Allen Reisner

No. 83, 87, 89
- Position:: Tight end

Personal information
- Born:: September 29, 1988 (age 36) Marion, Iowa, U.S.
- Height:: 6 ft 3 in (1.91 m)
- Weight:: 255 lb (116 kg)

Career information
- High school:: Marion
- College:: Iowa
- NFL draft:: 2011: undrafted

Career history
- Minnesota Vikings (2011–2012); Jacksonville Jaguars (2012–2013); Minnesota Vikings (2014)*; New England Patriots (2014); Baltimore Ravens (2014–2015);
- * Offseason and/or practice squad member only

Career highlights and awards
- Second-team All-Big Ten (2010);

Career NFL statistics
- Receptions:: 7
- Receiving yards:: 58
- Stats at Pro Football Reference

= Allen Reisner =

American football player (born 1988)

Allen Reisner (born September 29, 1988) is an American former professional football player who was a tight end in the National Football League (NFL). He played college football for the Iowa Hawkeyes.

==Professional career==

===Minnesota Vikings===
Reisner was signed by the Minnesota Vikings as an undrafted free agent following the end of the NFL lockout on July 26, 2011. Reisner was released from the Vikings on October 4, 2011. Reisner was signed back to the Vikings October 5, 2011 and placed on practice squad. He was signed to the Minnesota Vikings on November 26, 2011.

===Jacksonville Jaguars===
Reisner was claimed off waivers by the Jacksonville Jaguars on December 24, 2012.

On October 8, 2013, Reisner was placed on the injured reserve-designated for return list. He returned to the active roster on December 14.

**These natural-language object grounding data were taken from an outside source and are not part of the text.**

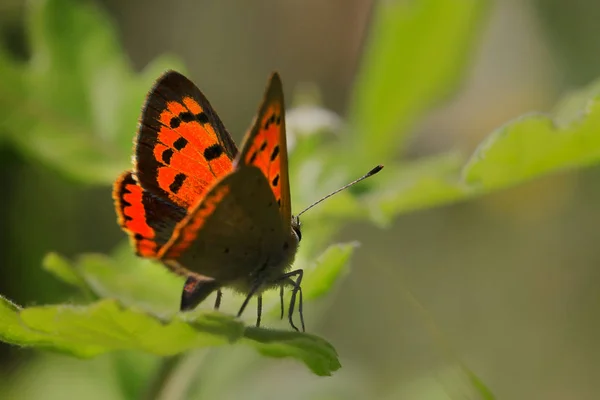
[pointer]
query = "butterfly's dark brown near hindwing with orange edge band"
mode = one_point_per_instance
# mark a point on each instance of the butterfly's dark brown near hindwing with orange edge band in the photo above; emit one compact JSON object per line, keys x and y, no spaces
{"x":233,"y":233}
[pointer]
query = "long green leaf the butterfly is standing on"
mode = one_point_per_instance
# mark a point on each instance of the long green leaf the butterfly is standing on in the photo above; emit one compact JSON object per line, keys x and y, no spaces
{"x":106,"y":326}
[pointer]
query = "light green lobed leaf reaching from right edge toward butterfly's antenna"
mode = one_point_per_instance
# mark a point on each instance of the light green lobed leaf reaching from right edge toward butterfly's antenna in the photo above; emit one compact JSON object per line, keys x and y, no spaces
{"x":526,"y":148}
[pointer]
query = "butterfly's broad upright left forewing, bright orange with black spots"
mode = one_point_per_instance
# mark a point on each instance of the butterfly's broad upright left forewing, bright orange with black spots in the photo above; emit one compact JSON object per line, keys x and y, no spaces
{"x":182,"y":147}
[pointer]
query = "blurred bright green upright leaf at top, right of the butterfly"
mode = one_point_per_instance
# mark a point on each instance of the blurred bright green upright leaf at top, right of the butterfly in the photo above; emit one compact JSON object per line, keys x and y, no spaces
{"x":415,"y":54}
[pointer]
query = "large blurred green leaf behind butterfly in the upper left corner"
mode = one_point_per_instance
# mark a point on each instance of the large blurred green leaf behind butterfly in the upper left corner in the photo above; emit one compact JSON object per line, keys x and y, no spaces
{"x":74,"y":105}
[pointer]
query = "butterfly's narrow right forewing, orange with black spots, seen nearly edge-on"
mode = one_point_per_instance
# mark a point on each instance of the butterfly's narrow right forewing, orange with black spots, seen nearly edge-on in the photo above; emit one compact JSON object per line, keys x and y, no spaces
{"x":265,"y":147}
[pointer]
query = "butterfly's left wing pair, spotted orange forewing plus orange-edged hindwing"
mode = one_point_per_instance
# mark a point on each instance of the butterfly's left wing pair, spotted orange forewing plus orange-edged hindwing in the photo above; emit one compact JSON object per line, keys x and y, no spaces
{"x":181,"y":149}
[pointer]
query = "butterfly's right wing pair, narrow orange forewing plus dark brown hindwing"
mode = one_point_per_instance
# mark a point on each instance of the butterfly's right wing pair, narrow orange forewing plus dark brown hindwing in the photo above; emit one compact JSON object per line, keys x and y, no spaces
{"x":241,"y":230}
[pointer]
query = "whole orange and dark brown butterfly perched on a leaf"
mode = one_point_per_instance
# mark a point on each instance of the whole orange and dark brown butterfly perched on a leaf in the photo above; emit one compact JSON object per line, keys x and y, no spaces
{"x":220,"y":217}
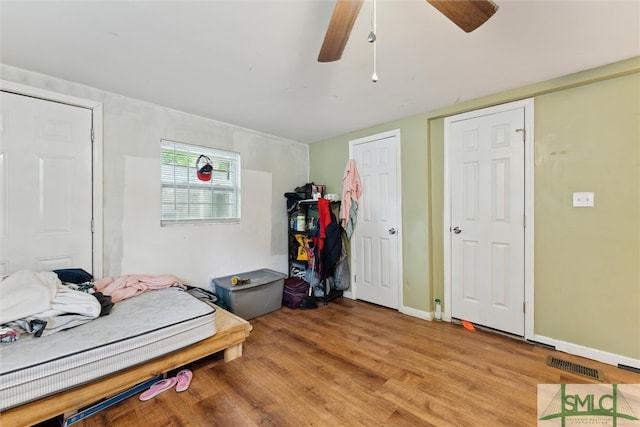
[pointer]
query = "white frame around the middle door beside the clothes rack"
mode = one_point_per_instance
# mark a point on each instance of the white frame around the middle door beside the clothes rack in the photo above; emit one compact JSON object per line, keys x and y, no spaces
{"x":352,"y":248}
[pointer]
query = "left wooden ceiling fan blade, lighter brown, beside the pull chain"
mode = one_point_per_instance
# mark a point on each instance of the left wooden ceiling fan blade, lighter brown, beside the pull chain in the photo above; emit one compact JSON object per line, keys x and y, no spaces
{"x":342,"y":20}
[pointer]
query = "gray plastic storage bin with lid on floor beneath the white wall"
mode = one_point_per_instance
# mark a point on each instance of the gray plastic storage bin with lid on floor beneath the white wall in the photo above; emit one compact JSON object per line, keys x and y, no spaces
{"x":261,"y":295}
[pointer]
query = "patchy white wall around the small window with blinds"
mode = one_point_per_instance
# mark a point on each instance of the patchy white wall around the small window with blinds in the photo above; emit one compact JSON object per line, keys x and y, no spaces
{"x":134,"y":242}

===Second stint with Minnesota===
Reisner re-signed with the Minnesota Vikings on April 15, 2014. However, despite finishing with the most touchdowns and most receptions for the Vikings in the 2014 preseason, he was cut by the team on August 30, 2014, as the roster was reduced to 53 for the season ahead.

===Baltimore Ravens===
Reisner was signed by the Baltimore Ravens on November 17, 2014. He was later waived on December 3, 2014, but re-signed on December 9, 2014.

==Personal life==
On July 6, 2013, Reisner married longtime girlfriend and high school sweetheart, Lauren Perry, daughter of Syncbak founder Jack Perry.